By Michael J. Gergen, Eli. W. Hopson, and Andrew H. Meyer
Across North America, investor-owned utilities (IOUs), publicly-owned utilities (POUs), and other load-serving entities are issuing unprecedented requests for proposals or offers (RFPs or RFOs) for advanced energy storage projects. Recent significant developments regarding the energy storage procurement policy established by the California Public Utilities Commission (CPUC) for California’s three largest IOUs, currently the largest procurement initiative in North America, have been summarized by Latham attorneys here and elsewhere. In addition to this CPUC procurement initiative, there are now procurement initiatives underway elsewhere in California, as well as in Hawaii, New York, and the Province of Ontario, Canada. Together, these initiatives indicate that energy storage technologies may be ready to move from the demonstration stage to commercial deployment.
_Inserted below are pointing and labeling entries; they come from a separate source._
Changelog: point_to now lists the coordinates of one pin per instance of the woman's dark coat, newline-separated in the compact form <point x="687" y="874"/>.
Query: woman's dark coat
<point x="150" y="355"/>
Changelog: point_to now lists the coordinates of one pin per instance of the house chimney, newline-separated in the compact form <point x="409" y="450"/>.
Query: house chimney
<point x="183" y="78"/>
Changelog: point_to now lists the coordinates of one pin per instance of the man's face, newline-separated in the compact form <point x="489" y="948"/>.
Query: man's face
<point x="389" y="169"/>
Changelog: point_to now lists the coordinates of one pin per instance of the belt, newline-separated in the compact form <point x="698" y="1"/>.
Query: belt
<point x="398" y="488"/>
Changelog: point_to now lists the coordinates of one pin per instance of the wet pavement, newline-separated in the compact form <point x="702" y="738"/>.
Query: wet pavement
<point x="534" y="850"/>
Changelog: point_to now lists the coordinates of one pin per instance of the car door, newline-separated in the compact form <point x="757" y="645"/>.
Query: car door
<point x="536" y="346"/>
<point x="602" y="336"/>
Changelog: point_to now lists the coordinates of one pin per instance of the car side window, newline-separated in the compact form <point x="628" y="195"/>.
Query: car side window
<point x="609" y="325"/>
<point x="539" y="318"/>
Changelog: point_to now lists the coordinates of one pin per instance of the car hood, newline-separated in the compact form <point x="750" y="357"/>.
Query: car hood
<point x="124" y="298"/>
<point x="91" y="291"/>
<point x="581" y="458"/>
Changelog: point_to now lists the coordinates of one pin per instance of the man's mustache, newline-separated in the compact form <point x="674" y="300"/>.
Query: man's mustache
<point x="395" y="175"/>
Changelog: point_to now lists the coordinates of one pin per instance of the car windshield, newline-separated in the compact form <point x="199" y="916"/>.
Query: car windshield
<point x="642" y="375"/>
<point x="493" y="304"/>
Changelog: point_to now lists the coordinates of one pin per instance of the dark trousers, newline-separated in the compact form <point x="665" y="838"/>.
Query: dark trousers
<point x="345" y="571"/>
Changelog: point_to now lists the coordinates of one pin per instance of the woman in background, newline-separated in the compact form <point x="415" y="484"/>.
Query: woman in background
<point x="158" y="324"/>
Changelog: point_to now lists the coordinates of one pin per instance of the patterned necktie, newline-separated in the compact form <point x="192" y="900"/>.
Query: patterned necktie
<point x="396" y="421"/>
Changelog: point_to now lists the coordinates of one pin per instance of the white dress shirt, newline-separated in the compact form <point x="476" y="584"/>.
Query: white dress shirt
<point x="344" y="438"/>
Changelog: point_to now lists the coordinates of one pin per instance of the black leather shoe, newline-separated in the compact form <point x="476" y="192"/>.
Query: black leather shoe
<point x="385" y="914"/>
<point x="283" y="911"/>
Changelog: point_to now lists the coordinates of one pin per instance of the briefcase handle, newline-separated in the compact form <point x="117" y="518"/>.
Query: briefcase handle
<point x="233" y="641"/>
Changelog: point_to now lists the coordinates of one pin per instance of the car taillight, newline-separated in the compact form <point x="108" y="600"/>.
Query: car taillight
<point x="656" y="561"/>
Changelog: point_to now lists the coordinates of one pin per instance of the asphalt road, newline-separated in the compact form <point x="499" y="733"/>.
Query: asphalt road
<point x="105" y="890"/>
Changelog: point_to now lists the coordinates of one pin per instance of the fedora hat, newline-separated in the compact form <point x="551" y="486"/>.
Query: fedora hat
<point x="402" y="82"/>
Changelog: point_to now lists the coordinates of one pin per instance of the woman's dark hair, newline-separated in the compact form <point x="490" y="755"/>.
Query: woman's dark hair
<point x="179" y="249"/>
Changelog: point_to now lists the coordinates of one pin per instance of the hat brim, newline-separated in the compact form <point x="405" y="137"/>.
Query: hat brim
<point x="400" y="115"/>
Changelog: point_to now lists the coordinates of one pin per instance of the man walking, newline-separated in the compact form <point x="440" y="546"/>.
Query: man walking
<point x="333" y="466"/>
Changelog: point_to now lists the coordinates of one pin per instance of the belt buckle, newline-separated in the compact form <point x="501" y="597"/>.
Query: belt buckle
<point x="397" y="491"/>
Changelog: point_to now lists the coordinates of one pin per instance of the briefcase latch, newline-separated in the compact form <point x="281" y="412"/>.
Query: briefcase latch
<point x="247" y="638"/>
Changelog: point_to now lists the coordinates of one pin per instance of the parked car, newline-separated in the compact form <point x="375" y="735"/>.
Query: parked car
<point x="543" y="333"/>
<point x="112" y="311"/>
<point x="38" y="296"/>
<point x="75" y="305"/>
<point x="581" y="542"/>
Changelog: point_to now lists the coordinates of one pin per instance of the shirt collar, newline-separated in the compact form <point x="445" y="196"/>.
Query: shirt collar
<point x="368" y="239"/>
This blog post briefly summarizes these procurement initiatives, many of which remain open for proposals or offers for commercial deployment of energy storage technologies. In addition to these targeted solicitations for commercial deployment, energy storage is increasingly being considered alongside traditional resources in resource adequacy processes and corresponding RFPs. For example, the Public Service Company of Colorado included energy storage as a qualifying resource under a 2013 RFP for Dispatchable Resources. Suffice it to say that the energy storage industry enjoys a number of targeted opportunities for commercial deployment across North America.
In October 2013, the CPUC issued a decision setting a procurement target of 1,325 MW of energy storage by the end of 2020 for California’s three largest IOUs – Pacific Gas & Electric Company, Southern California Edison Company (SCE) and San Diego Gas & Electric Company (SDG&E). Energy storage policy has already influenced a number of recent CPUC proceedings, including a recent decision regarding SCE and SDG&E and their Long-Term Procurement Plan (LTPP), a process that determines the resource needs of these IOUs, as related to the permanent retirement of the San Onofre Nuclear Generation Stations. In the coming months, California’s three largest IOUs are expected to work toward their energy storage procurement targets by issuing RFPs for potentially hundreds of MWs of energy storage resources authorized pursuant to such LTPP decisions. Other California energy storage RFOs to date include the following.
Even before issuing the statewide procurement mandate, the CPUC in its Track 1 LTPP proceeding for SCE issued a decision authorizing SCE to procure 50 MW of energy storage. SCE issued an RFO in September 2013 that elicited over 500 responses before closing in December 2013. The RFO focuses on substations or circuits in specific transmission-constrained areas in the Los Angeles Basin. SCE is scheduled to finalize agreements solicited through the RFO by late June 2014.
Southern California Public Power Authority (SCPPA)
The SCPPA is a joint powers authority comprised of twelve POUs (eleven municipal utilities and one irrigation district) in Southern California. Among other things, the SCPPA procures generation, transmission, and related resources in the region on behalf of its members. Under Assembly Bill (AB) 2514, the law that authorized the CPUC to set a storage mandate for California’s IOUs, POUs are required to self-determine an energy storage procurement target by October 1, 2014.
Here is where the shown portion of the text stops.